Sappiamo quante retromarce e scuse imbarazzanti abbiano costellato altre carriere, prima e dopo il break di Pantani, e basti pensare al suo nemico storico Lance Armstrong, che qualcuno indica come principale beneficiario dell’imboscata al cesenate, alludendo scopertamente a congiure, combine e pastette. Una sola voce si è levata, negli anni, a sua difesa, quella del collega Mario Cipollini, il bel lucchese in alternanza tra corse e pose fotografiche, che ne evidenziavano lo statuario fisico senza vestiti; e, forse, il fuoriclasse in pensione Felice Gimondi, scomparso nel 2019, che a suo tempo avrebbe sbaragliato tutti, se non avesse trovato sulla sua strada un certo Eddie Merckx.

Dal canto suo Marco non si sottrasse al ruolo di portavoce della categoria, troppo pressata sul fronte delle analisi del sangue a sorpresa; “ non siamo donatori”, asserì, con una piccata serietà che non dovette guadagnargli le simpatie dell’establishment.

I compagni di squadra furono solidali all’inizio, poi dovettero proseguire la propria corsa in strada e nella vita, a prescindere. La federazione francese fu durissima col nostro corridore, vietandogli l’accesso al tour con motivazioni improntate a un moralismo integralista: quando, ad oggi, ancora non si è ben saputo con quali parametri sia stata effettuata l’analisi, visto che il linguaggio biomedico è competenza di una ristretta èlite professionale.

In verità, ma solo dopo diversi anni, un paio di colleghi della scuderia di Marco, la Mercatone Uno, ammisero di aver orecchiato qualche chiacchiera nei giorni precedenti l’antidoping, secondo cui il destino del compagno era segnato; seguirono i “rumours” sulle manovre della camorra, che avrebbe ordinato il defenestramento della maglia rosa in carica, con un pretesto o l’altro, per sbancare nel campo delle scommesse clandestine, messe a rischio dai trionfi di Marco: in definitiva, tutto poggia, almeno per noi spettatori, su intercettazioni ritagliate a nostro uso e consumo, non riscontrabili.
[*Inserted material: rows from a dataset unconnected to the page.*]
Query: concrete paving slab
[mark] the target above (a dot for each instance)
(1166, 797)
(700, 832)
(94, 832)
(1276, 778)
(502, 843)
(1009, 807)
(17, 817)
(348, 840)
Resta il fatto che, a fianco dei molti apologeti di Pantani, chi del suo entourage, chi dell’ultima ora, come giornalisti in cerca di scoop, troviamo anche prudenti detrattori. Infatti, se è vero che tutti i ciclisti si auto - testavano in vista di un controllo, e sarebbe stato facile anche per lui far scomparire tracce di assunzione di “Epo” dalla sera alla mattina di quel 5 giugno; e che l’ente addetto al controllo si sovrapponeva a quello ufficiale, confondendo le acque sui giochi di potere e le leadership dell’ambiente, di certo il campione ne fu atterrato psicologicamente e iniziò ad adombrarsi, a sentirsi accerchiato da cospirazioni e, soprattutto, a farsi di cocaina per dimenticare.
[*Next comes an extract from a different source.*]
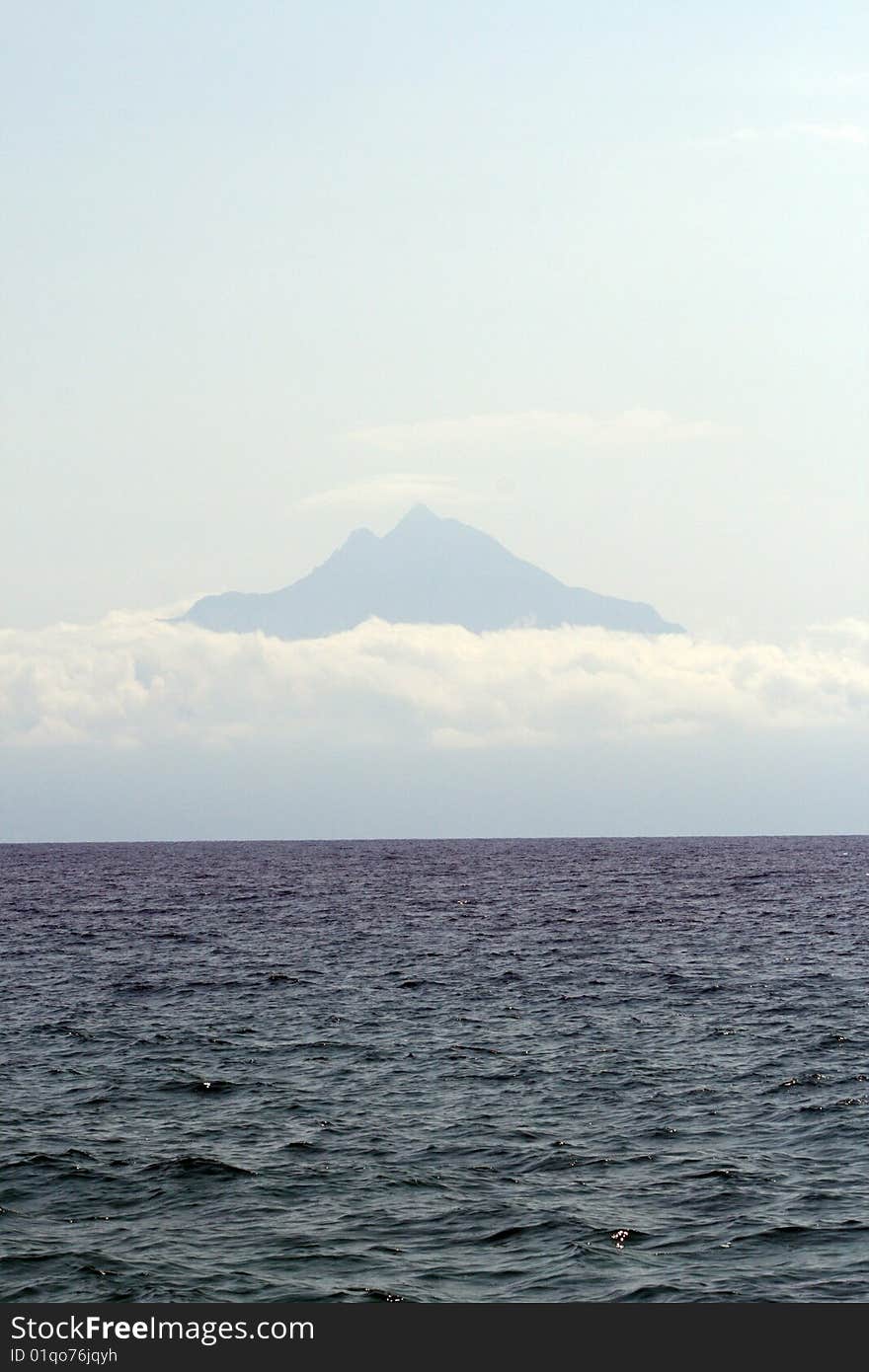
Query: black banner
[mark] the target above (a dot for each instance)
(261, 1336)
Egli riprese a correre, riuscendo ancora a segnare qualche punto, a regalare sprazzi di genio agonistico ma, per unanime impressione, non era più lo stesso. Come sovente accade, a tutti e in ogni curva dell’esistenza, in stato di depressione non si notano le voci a favore, non si raccolgono gli incoraggiamenti ( ad esempio, nel suo caso, quello di Gianni Minà), non si fa caso a chi ti ama: si porta nel cuore e nella mente solo il nemico, vero o immaginario, ci si sveglia la mattina col pensiero fisso di un demone che ti rincorre e ti invade l’anima, e quel fuoco ti consuma.

Marco, tornato single, si mostra in discoteca, più clown che davvero allegro, rimorchia prostitute e fuma crack: un’immagine non entusiasmante.
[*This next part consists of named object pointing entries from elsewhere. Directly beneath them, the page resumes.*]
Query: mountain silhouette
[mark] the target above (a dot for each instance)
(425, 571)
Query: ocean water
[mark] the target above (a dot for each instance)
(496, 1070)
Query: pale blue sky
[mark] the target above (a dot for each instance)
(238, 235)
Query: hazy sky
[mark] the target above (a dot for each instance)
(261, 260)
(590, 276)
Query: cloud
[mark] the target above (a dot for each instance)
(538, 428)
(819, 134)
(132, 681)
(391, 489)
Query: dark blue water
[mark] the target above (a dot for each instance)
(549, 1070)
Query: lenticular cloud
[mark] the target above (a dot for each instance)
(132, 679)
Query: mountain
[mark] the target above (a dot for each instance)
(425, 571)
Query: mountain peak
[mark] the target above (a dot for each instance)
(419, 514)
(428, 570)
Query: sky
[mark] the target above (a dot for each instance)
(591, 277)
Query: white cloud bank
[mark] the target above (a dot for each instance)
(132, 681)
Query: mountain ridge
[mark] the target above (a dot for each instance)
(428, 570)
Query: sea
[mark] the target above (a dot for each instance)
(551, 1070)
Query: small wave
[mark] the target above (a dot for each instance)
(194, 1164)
La settimana di passione, che lo condurrà alla fine, inizia il martedì precedente sabato 14 febbraio 2004, ma le testimonianze contrastano e i servizi televisivi, per quanto accurati e accattivanti, non ci hanno convinto. Mettiamo a confronto la girandola di informazioni che abbiamo raccolto, serbando la privacy ( noi, almeno, ci muoviamo così). 

Continua...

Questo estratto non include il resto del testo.